Consider the IVP given by
$ \frac{dx}{dt} = f(x), x(0)=0,$ where $f(x) =1$ if $x<0$ and $= -1 $ if $x \geq 0$
There exists no solution to this IVP on any interval $[0, T], T> 0$.
Incorrect proof: Suppose that there exists a solution to this IVP, given by $x: [0,T] \to \mathbb{R}, T >0$. Clearly $x(t) \neq 0$ for all $t \in (0, T]$ because $f$ is not continuous at 0. So suppose that $x(T) > 0.$ Then $x(t) > 0$ for all $t \in (0, T]$ and consequently $f(x(t)) = -1 $ for all $t \in (0, T]$. Then $ \frac{dx}{dt} = 1$ for all $t \in (0, T]$ and so $x(t) = -t$. So $x(t) = -t$ is a solution to the IVP but the proposition says that there is no solution, so we have a contradiction.
Where is the error in this proof?
In your proof attempt, you suppose that $x(t)>0$ for all $t>0$, and then use that assumption to construct a function such that $x(t)<0$ for all $t>0$, but that violates your original assumption!

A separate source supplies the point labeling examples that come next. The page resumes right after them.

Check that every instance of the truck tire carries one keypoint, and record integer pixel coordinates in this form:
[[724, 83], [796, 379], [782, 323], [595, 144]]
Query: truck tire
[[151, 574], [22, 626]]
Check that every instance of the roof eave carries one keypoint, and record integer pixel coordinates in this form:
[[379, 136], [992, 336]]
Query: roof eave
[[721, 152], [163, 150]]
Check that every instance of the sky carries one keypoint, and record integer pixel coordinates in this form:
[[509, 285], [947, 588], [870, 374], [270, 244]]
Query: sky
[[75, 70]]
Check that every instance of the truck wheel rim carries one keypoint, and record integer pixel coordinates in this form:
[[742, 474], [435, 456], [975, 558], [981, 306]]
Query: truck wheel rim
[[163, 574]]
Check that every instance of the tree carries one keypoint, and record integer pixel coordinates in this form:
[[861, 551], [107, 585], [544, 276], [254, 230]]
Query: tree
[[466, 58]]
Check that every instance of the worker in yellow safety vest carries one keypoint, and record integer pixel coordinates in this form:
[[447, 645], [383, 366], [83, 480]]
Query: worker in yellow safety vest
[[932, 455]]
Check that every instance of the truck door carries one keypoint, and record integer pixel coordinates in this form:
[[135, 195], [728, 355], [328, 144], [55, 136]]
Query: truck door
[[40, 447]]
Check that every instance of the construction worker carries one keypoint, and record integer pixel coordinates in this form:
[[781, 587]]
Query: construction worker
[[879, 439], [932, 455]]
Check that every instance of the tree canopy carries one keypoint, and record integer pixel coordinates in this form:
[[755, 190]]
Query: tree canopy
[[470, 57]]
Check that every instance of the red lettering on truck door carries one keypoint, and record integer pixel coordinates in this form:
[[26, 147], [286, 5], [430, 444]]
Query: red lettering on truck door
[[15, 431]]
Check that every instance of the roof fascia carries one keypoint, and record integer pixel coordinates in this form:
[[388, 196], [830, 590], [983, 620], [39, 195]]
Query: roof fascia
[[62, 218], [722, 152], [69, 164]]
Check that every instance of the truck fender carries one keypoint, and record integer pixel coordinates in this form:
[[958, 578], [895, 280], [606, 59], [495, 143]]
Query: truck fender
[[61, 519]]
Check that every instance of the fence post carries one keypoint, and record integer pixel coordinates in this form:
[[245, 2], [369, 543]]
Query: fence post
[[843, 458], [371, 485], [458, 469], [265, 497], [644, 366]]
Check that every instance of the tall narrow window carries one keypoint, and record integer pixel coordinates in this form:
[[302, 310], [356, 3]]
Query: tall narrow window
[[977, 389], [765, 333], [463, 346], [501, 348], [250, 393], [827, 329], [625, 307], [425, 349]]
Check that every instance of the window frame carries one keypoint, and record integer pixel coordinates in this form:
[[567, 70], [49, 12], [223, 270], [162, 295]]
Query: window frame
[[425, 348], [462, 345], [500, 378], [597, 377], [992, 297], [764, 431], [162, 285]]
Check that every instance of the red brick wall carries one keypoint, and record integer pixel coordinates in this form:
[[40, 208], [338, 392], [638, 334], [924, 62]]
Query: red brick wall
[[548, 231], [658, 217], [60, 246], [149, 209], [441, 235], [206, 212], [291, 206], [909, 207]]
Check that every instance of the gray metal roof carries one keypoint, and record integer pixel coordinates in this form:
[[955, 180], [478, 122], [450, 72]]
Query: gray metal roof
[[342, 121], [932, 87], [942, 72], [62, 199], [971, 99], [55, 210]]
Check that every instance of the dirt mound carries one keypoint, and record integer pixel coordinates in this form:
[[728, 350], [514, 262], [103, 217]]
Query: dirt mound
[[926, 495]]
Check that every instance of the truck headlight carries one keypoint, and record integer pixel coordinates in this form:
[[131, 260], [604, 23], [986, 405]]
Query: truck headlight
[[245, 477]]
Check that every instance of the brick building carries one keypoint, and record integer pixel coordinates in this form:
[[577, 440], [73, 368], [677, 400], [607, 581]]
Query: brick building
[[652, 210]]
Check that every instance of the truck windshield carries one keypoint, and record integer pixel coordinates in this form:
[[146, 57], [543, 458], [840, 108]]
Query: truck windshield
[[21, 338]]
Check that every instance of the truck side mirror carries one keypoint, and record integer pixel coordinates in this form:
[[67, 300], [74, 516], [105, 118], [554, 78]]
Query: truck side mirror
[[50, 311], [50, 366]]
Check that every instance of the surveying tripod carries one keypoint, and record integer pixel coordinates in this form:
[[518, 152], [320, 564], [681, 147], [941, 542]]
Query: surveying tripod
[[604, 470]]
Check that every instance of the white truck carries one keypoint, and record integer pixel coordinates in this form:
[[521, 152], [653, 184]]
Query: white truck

Instead you might argue as follows: suppose $x(t)>0$ for all $t>0$. Then by definition of $f$ we have $\frac{dx}{dt}=-1$ for all $t>0$. Now since $x(0)=0$ and $x$ is continuous, we can find some $\delta>0$ such that $0<x(t)<\frac{T}{2}$ for all $0<t<\delta$. Then let $t<\min\{\delta,\frac{T}{2}\}$. Using the fundamental theorem of calculus, we get $x(t+\frac{T}{2}) = x(t) + \int_t^{t+\frac{T}{2}} \frac{dx}{dt}(y)dy = x(t) + \int_t^{t+\frac{T}{2}} (-1)dy = x(t) - \frac{T}{2} < 0$, but since $t+\frac{T}{2}<T$ by definition, this is a contradiction.
The case when you instead assume $x(t)<0$ for all $t>0$ is practically identical.